When Steve Coogan suggests, (I’m)”Not up-and-coming. I’ve arrived“, it’s all very amusing. This is about himself as the fictional character he plays in Michael Winterbottom‘s latest installment of The Trip. In this case, The Trip to Spain. Coogan joins the familiar ‘family’ man, Rob Brydon, and in the same scenario a phone call is made, a location is suggested, and there is another adventure filled with bickering and eating. It’s all that easy.
The film features romanticised scenery just like in the other two trips to England and Italy. One quickly realises, however, that it doesn’t matter what the location is, because in no time the boys will find a way to break out an impersonation. And they keep coming. The locally sautéed goodness is shovelled down their throats as do many scenes that feel like being stuck on the kids table. Revisiting previous Michael Caine gags, this time Marlon Brando, Roger Moore and Mick Jagger, amongst others get a serve.

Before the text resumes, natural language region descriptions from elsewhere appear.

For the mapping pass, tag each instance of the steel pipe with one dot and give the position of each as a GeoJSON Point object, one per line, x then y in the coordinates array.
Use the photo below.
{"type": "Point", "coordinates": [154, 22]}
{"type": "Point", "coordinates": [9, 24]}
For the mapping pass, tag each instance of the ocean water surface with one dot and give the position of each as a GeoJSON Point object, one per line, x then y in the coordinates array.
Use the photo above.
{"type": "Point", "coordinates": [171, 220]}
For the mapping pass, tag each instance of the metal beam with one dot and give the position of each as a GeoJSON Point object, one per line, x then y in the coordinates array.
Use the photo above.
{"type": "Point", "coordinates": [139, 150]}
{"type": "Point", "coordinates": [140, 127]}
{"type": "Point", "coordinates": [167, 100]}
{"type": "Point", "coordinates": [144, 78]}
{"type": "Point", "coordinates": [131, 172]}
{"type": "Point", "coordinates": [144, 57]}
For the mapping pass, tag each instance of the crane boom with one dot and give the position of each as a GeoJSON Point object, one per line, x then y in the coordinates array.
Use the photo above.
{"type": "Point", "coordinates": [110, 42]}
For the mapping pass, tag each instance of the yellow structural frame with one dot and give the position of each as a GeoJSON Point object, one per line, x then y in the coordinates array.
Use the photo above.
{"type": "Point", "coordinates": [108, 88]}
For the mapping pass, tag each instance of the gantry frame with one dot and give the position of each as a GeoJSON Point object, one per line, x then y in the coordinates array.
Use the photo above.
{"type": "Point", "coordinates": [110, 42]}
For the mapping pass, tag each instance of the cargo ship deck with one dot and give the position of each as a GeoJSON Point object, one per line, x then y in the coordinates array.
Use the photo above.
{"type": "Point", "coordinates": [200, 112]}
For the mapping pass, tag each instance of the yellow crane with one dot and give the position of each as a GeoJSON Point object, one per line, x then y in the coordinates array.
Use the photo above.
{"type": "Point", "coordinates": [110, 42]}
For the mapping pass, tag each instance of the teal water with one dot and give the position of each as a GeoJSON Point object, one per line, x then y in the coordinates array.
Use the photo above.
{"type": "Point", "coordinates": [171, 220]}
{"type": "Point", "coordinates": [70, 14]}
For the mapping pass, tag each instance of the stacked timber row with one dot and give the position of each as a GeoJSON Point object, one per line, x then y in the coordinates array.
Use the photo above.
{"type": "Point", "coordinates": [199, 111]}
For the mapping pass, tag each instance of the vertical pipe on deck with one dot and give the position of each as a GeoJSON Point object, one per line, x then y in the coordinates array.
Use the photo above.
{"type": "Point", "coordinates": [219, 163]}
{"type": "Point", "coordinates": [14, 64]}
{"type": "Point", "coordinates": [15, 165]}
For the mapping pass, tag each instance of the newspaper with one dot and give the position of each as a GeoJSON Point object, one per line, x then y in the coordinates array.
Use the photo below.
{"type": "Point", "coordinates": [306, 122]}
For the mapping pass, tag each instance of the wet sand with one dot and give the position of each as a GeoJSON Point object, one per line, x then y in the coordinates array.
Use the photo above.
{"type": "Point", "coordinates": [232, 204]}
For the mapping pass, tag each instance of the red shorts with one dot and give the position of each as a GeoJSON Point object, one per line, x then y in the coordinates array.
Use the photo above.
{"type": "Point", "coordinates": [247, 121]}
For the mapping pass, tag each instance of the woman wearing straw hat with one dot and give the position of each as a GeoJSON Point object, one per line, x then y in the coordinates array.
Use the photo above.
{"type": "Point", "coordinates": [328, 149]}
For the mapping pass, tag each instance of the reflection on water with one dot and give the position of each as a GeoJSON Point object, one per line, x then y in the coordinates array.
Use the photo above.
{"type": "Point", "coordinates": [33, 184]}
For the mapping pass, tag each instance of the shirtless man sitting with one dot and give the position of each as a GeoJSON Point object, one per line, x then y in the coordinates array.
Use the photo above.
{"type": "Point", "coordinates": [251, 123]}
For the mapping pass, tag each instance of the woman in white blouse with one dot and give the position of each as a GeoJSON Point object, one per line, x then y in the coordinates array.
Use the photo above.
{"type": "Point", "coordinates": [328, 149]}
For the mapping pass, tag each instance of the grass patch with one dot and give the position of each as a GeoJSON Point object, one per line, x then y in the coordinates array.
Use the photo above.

But The Trip to Spain is fresher and has new laughs to get excited about. While it does use the same formula – it’s about food/culture, tangents of existential crisis, and a few sexual flings (the latter not apparent this time) – it has progressed. The Trip to Spain‘s vague conclusion/statement makes you want answers but also makes you happy to be left without knowing if this is the final one. It has really done itself justice to the characters and their self healing adventures.
What makes another trip tolerable is the charm of Coogan and Brydon. The comedy lies in their differences and their ability to make a mockery of the situation and themselves. Personality wise, Brydon is the content and welcoming one. Coogan is clearly ego driven. He expresses himself as the more serious actor on the brink of something big, but really Coogan can’t shake of his post Philomena success.
Winterbottom makes you feel a part of the actor’s journey in self discovery and authenticity. Bringing this ‘authentic’ self in front of the camera makes this a personal but meta experience. There is also loads of enjoyment to get from the acting. You have to commend Coogan and Brydon for the way we are lead to believe that these fictional characters are themselves. It’s an absurd mirage to think it is not real but in fact acted.
The Trip to Spain may not be for everyone’s tastes. You really have to be familiar with Coogan and Brydon’s work, or see an art to being an impressionist/impersonator.
As a whole, The Trip to Spain is more of a collection of stories/jokes and observations depending on what you can connect with. Some work better than others. Impressions that I had no connection with wore thin and felt tedious and boring. Almost waiting for that joke to be over, you know that it could turn any second. When you are in on the joke, and get it, that’s a different story. That’s when The Trip to Spain is a supercharged lesson in comic genius.
The Trip to Spain is in cinemas from 3rd August through Madman Films.